Figure. Schematic illustration of some of the many phenotypes and diseases where gut micorbe involvement is reported.

Multiple lines of evidence support a role for altered gut microbial composition or function as a contributor to the development of obesity and related metabolic abnormalities (ie, type 2 diabetes), peripheral and coronary artery disease, and even neurobehavioral conditions, such as autism. Recent observations of significant associations between proportions of specific intestinal bacteria taxa with high-density lipoprotein (HDL) cholesterol and triglyceride (TG) levels in subjects independent of body mass index suggest a role for gut microbes in modifying host lipid metabolism. Gut microbe effects may be mediated through multiple mechanisms, including elaboration of lipopolysaccharide (LPS) or other bioactive metabolites that act fundamentally as hormones, since they can circulate within the host and act at distant sites. Gut microbial production of short chain fatty acids (SCFAs) and secondary bile acids are two such examples.

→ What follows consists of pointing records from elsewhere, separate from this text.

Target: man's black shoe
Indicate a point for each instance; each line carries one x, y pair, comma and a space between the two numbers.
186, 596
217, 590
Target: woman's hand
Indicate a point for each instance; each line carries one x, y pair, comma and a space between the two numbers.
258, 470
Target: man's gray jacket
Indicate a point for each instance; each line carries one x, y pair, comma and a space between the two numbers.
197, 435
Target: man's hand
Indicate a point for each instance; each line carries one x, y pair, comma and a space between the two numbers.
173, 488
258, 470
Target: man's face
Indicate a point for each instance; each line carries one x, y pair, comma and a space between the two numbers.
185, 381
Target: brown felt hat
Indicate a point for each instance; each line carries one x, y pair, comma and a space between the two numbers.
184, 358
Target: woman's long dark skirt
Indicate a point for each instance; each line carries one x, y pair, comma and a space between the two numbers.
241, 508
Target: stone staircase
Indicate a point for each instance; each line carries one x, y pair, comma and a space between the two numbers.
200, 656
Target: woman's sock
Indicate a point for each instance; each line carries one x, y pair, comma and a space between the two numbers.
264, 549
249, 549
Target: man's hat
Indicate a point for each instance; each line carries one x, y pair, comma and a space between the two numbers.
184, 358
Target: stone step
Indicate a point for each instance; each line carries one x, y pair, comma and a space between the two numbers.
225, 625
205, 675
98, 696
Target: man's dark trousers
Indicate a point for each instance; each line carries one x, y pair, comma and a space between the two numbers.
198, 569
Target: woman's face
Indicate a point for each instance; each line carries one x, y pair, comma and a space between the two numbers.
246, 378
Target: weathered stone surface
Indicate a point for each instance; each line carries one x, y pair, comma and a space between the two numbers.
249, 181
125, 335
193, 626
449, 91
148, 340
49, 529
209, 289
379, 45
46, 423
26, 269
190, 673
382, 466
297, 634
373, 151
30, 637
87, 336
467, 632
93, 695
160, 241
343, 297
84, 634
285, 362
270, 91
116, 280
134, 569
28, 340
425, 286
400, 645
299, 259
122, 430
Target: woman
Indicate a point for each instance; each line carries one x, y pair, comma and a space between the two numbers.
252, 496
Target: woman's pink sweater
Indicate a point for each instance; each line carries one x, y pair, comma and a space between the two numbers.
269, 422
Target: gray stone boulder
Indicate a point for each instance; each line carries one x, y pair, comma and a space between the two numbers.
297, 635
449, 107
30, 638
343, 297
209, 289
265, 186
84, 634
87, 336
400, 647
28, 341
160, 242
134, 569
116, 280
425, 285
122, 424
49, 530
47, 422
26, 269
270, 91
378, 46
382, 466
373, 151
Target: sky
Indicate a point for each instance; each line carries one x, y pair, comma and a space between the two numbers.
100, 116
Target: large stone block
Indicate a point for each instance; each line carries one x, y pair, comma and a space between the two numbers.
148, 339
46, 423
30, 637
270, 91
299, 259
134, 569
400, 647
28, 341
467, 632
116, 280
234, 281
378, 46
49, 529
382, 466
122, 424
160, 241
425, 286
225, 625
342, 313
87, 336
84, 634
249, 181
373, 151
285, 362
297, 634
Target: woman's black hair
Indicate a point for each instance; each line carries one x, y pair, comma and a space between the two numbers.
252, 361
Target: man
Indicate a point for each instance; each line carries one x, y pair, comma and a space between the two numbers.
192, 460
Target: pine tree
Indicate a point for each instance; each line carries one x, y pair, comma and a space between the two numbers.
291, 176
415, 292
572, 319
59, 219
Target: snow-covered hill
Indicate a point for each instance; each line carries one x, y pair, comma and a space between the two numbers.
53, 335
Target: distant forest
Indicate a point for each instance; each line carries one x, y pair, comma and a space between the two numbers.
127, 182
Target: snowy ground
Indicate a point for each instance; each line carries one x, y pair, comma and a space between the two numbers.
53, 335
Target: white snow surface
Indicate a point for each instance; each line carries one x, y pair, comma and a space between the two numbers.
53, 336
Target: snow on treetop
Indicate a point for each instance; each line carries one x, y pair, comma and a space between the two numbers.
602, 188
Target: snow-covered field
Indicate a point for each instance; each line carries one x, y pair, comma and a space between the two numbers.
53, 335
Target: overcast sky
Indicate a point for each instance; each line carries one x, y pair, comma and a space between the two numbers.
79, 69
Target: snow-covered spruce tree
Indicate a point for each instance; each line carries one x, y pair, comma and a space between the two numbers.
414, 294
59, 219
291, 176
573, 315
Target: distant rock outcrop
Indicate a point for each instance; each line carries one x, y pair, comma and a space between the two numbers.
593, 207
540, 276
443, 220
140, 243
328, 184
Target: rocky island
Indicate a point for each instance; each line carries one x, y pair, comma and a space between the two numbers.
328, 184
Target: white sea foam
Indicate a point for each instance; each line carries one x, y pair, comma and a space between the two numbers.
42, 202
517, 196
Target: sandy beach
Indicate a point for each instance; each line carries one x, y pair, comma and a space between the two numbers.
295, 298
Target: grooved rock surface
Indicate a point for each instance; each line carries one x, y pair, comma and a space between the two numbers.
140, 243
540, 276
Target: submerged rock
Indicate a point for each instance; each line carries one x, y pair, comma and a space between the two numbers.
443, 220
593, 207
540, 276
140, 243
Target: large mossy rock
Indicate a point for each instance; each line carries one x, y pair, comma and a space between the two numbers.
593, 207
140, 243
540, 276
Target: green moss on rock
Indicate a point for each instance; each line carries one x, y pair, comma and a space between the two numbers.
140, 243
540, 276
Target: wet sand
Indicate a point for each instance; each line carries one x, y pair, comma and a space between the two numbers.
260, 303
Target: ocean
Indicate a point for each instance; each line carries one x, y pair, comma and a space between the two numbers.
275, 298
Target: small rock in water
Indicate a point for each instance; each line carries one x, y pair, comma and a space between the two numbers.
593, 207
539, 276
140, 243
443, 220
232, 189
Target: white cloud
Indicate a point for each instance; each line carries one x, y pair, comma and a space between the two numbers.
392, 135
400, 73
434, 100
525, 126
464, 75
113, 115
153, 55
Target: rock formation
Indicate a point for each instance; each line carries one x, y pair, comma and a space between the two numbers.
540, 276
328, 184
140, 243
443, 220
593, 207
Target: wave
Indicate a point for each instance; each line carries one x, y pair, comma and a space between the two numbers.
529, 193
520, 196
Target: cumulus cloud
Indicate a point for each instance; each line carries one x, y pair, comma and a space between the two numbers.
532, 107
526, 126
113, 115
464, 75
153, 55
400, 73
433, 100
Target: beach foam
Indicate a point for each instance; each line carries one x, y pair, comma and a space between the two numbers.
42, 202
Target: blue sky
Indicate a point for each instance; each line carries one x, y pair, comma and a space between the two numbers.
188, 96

Evidence shows that gut bacteria also generate intermediate precursors (eg, trimethylamine [TMA]) form certain dietary nutrients that can then be further metabolized by the host to generate biologically active products (eg, trimethylamine N-oxide), which then can exert direct effects on lipid metabolism and contribute to disease development or progression. Biological mechanisms impacted by gut microbial metabolites can involve reverse cholesterol transport, hepatic cholesterol and sterol metabolism, intestinal lipid transport, bile acid composition and pool size, glucose and insulin metabolism, energy havest/expenditure, as well as others. LDL indicates low-density lipoprotein; and VLDL, very low-density lipoprotein.